Introduction

Object detection is a crucial field of Artificial Intelligence (AI) that allows computer systems to be able to view their environment by identifying objects in videos or visual images. +-

The main goal of object detection is to create computational models that offer the most fundamental information required by computer vision applications, which is “What objects are where?”.

The main component is the object detection bounding box which detects the edges of the object and is tagged with a clear-cut quadrilateral. This is generally a rectangle or a square.

They are available with a label of the object, which could be a car, a person, or even a cat to define the target object.

Why Object Detection Matters and How It Works

Object detection is the main technology behind Advanced Driver Assistance Systems (ADAS) that perform pedestrian detection to enhance road safety and allows self-driving cars to identify driving lanes.

Object detection is also useful in applications such as video surveillance or image retrieval systems.

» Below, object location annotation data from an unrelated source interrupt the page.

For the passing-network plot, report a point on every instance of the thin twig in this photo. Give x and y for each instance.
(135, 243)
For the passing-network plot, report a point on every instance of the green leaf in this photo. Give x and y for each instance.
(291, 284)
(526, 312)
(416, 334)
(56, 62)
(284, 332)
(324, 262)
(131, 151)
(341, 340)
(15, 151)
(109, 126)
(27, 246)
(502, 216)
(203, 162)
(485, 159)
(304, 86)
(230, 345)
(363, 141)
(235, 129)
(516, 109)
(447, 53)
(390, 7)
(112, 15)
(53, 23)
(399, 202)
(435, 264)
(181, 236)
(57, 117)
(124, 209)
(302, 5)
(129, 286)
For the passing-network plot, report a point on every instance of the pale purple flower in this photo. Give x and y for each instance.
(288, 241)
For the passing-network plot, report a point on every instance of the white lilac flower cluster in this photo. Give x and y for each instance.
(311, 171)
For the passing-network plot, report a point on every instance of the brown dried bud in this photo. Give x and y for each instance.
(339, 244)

So, how does it work? Read on.

Object Detection with Deep Learning

One can make use of either one of the following approaches, to perform object detection using deep learning:

  • Design and train a custom object detector. It is imperative to train a custom object detector. It needs to create a network architecture to learn the objects’ features. One also needs to compile a large set of labeled data to train the CNN. The results are remarkable.
  • Use a pre-trained object detector. Many object detection workflows use deep learning. It makes use of transfer learning (an approach that allows one to start with a pre-trained network) and then fine-tunes it for an application. This method offers faster results as object detectors have already been trained on several images.

Object Detection with Machine Learning

Machine learning (ML) techniques are also used for object detection. They also provide different approaches than deep learning. Common ML techniques are:

  • Aggregate channel features (ACF).
  • SVM classification using Histograms of Oriented Gradient (HOG) features.
  • The Viola-Jones algorithm for upper body or human face detection.

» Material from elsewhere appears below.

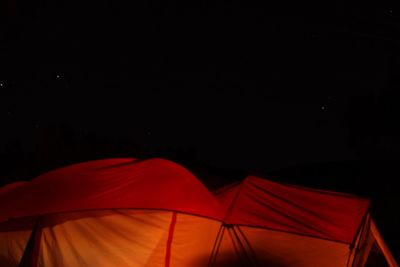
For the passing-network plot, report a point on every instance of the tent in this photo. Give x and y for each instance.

Just like deep learning–based approaches, a custom or a pre-trained object detector to suit an application. One needs to manually choose the identifying features of an object when using ML.

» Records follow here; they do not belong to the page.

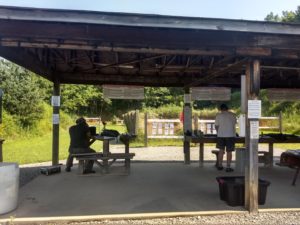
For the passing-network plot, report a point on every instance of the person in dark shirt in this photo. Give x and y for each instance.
(81, 140)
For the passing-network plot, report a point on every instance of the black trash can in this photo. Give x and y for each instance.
(232, 190)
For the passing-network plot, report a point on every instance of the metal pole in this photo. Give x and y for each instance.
(146, 130)
(187, 125)
(55, 128)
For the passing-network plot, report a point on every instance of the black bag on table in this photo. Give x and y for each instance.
(110, 133)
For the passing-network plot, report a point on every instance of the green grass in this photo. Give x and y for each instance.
(35, 149)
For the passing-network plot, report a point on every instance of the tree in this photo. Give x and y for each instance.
(22, 96)
(287, 16)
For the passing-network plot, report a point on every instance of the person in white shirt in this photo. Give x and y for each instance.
(225, 126)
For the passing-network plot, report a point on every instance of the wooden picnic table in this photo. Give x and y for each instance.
(264, 139)
(103, 159)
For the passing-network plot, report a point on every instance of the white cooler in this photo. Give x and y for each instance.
(9, 186)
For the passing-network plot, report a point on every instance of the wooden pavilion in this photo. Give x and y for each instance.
(83, 47)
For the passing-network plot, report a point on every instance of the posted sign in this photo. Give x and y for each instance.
(254, 109)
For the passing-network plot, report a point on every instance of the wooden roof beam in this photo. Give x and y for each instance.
(27, 60)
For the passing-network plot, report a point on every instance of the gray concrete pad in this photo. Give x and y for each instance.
(151, 187)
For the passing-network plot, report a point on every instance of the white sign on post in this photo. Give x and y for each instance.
(55, 101)
(254, 130)
(254, 109)
(55, 118)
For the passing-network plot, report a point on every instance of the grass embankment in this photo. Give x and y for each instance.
(33, 146)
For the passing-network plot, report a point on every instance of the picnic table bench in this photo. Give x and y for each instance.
(104, 161)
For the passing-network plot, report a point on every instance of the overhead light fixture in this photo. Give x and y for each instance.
(123, 91)
(211, 93)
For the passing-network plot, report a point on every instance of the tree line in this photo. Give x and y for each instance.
(25, 93)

Machine Learning vs. Deep Learning for Object Detection

Selecting the best approach for object detection is based on the application and the problem that one is trying to solve.

Keep in mind while choosing between ML and deep learning whether there is a powerful GPU with several labeled training images. If the answer is no, then using an ML approach could be a better choice.

Deep learning techniques work better when there are many images and GPUs reduce the time required to train a model.

Applications of Object Detection

There are various applications of object detection in our daily lives, some key ones are:

  • Surveillance, security, and traffic

Object detection in video and real-time footage is key for state-of-the-art surveillance.

  • Automobile

For self-driving, object detection is compulsory for the automobile to determine whether to brake, accelerate, or turn within the very next moment.

  • Medical

Although object detection will not entirely replace the expertise of specialists, it will considerably reduce the time spent analyzing millions of ultrasound scans, even x-rays, CT scans, and so on each day.

Bottom line

It’s clear that applications of object detection are prevalent in today’s world. After all, object detection models grow and innovate each day to become more accurate and solve more real-time problems of today’s world.